Using continuations to solve the same-fringe problem
----------------------------------------------------

The problem
-----------

We've seen two solutions to the same fringe problem so far.  
The problem, recall, is to take two trees and decide whether they have
the same leaves in the same order.

<pre>
 ta            tb          tc
 .             .           .
_|__          _|__        _|__
|  |          |  |        |  |
1  .          .  3        1  .
  _|__       _|__           _|__
  |  |       |  |           |  |
  2  3       1  2           3  2

let ta = Node (Leaf 1, Node (Leaf 2, Leaf 3));;
let tb = Node (Node (Leaf 1, Leaf 2), Leaf 3);;
let tc = Node (Leaf 1, Node (Leaf 3, Leaf 2));;
</pre>

So `ta` and `tb` are different trees that have the same fringe, but
`ta` and `tc` are not.

The simplest solution is to map each tree to a list of its leaves,
then compare the lists.  But because we will have computed the entire
fringe before starting the comparison, if the fringes differ in an
early position, we've wasted our time examining the rest of the trees.

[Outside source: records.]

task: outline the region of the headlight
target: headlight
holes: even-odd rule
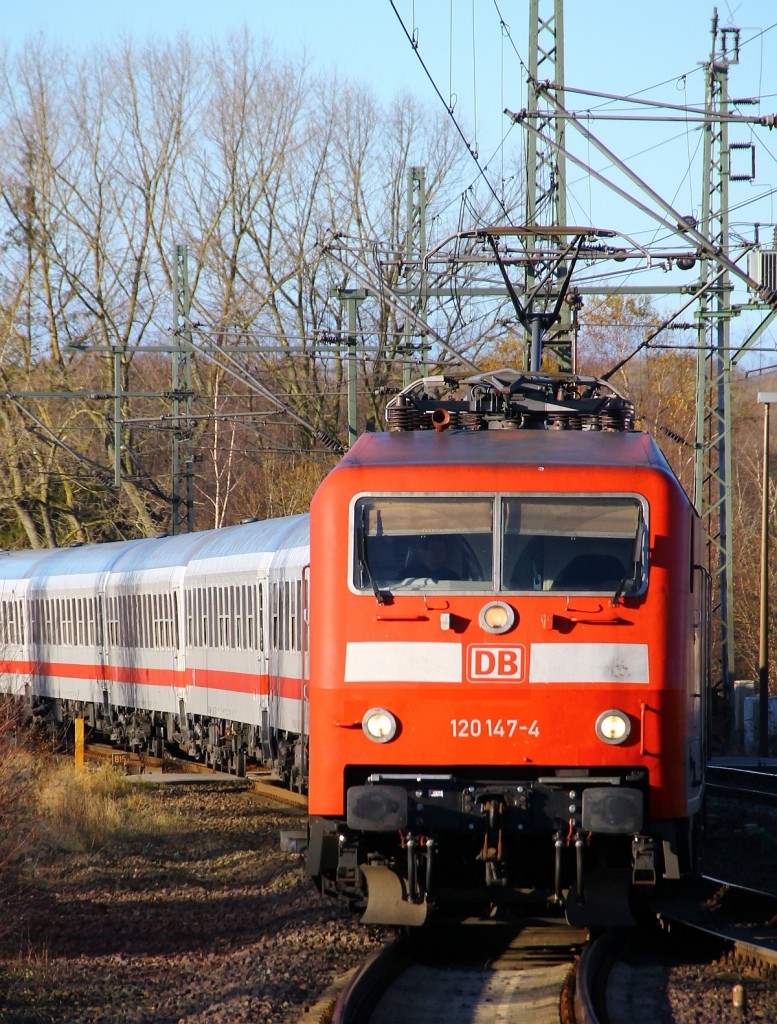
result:
[[[490,601],[480,609],[478,622],[487,633],[506,633],[515,625],[515,612],[504,601]]]
[[[397,734],[397,720],[384,708],[370,708],[362,719],[362,729],[374,743],[388,743]]]
[[[631,722],[625,711],[610,708],[596,719],[596,735],[602,743],[625,743],[631,732]]]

The second solution was to use tree zippers and mutable state to
simulate coroutines (see [[coroutines and aborts]]).  In that
solution, we pulled the zipper on the first tree until we found the
next leaf, then stored the zipper structure in the mutable variable
while we turned our attention to the other tree.  Because we stopped
as soon as we find the first mismatched leaf, this solution does not
have the flaw just mentioned of the solution that maps both trees to a
list of leaves before beginning comparison.

Since zippers are just continuations reified, we expect that the
solution in terms of zippers can be reworked using continuations, and
this is indeed the case.  Your assignment is to show how.

TO-DO LIST for solving the problem
----------------------------------

1.  Review the simple but inefficient solution (easy).
2.  Understand the zipper/mutable state solution in [[coroutines and aborts]] (harder).

3.  Two obvious approaches: 

a.  Review the list-zipper/list-continuation example given in
    class in [[from list zippers to continuations]]; then
    figure out how to re-functionalize the zippers used in the zipper
    solution.

b.  Review the tree_monadizer application of continuations that maps a
tree to a list of leaves in [[manipulating trees with monads]].  Spend
some time trying to understand exactly what it does.  Suggestion:
compute the transformation for a tree with two leaves, performing all
beta reduction by hand using the definitions for bind_continuation and
so on.  If you take this route, study the description of streams (a
particular kind of data structure) below.  The goal will be to arrange
for the continuation-flavored tree_monadizer to transform a tree into
a stream instead of into a list.  Once you've done that, completing
the same-fringe problem will be easy. 

-------------------------------------

Whichever method you choose, here are some goals to consider.

1.  Make sure that your solution gives the right results on the trees
given above.

2.  Make sure your function works on trees that contain only a single
leaf, and when the two trees have different numbers of leaves.

3.  Figure out a way to prove that your solution satisfies the
requirements of the problem, in particular, that when the trees differ
in an early position, your code does not waste time visiting the rest
of the tree.  One way to do this is to add print statements to your
functions so that every time you visit a leaf (say), a message is
printed on the output.  

4.  What if you had some reason to believe that the trees you were
going to compare were more likely to differ in the rightmost region?
What would you have to change in your solution so that it compared the
fringe from right to left?

Streams
-------

A stream is like a list in that it contains a series of objects (all
of the same type, here, type `'a`).  It differs from a list in that
the tail of the list is left uncomputed until needed.  We will turn
the stream on and off by thunking it (see class notes for [[week6]] 
on thunks, as well as [[assignment5]]). 

    type 'a stream = End | Next of 'a * (unit -> 'a stream);;

The first object in the stream corresponds to the head of a list,
which we pair with a stream representing the rest of a the list.
There is a special stream called `End` that represents a stream that
contains no (more) elements, analogous to the empty list `[]`.

Actually, we pair each element not with a stream, but with a thunked
stream, that is, a function from the unit type to streams.  The idea
is that the next element in the stream is not computed until we forced
the thunk by applying it to the unit:

<pre>
# let rec make_int_stream i = Next (i, fun () -> make_int_stream (i + 1));;
val make_int_stream : int -> int stream = [fun]
# let int_stream = make_int_stream 1;;
val int_stream : int stream = Next (1, [fun])         (* First element: 1 *)
# match int_stream with Next (i, rest) -> rest;;      
- : unit -> int stream = [fun]                        (* Rest: a thunk *)

(* Force the thunk to compute the second element *)
# (match int_stream with Next (i, rest) -> rest) ();;
- : int stream = Next (2, [fun])      
</pre>

You can think of `int_stream` as a functional object that provides
access to an infinite sequence of integers, one at a time.  It's as if
we had written `[1;2;...]` where `...` meant "continue indefinitely".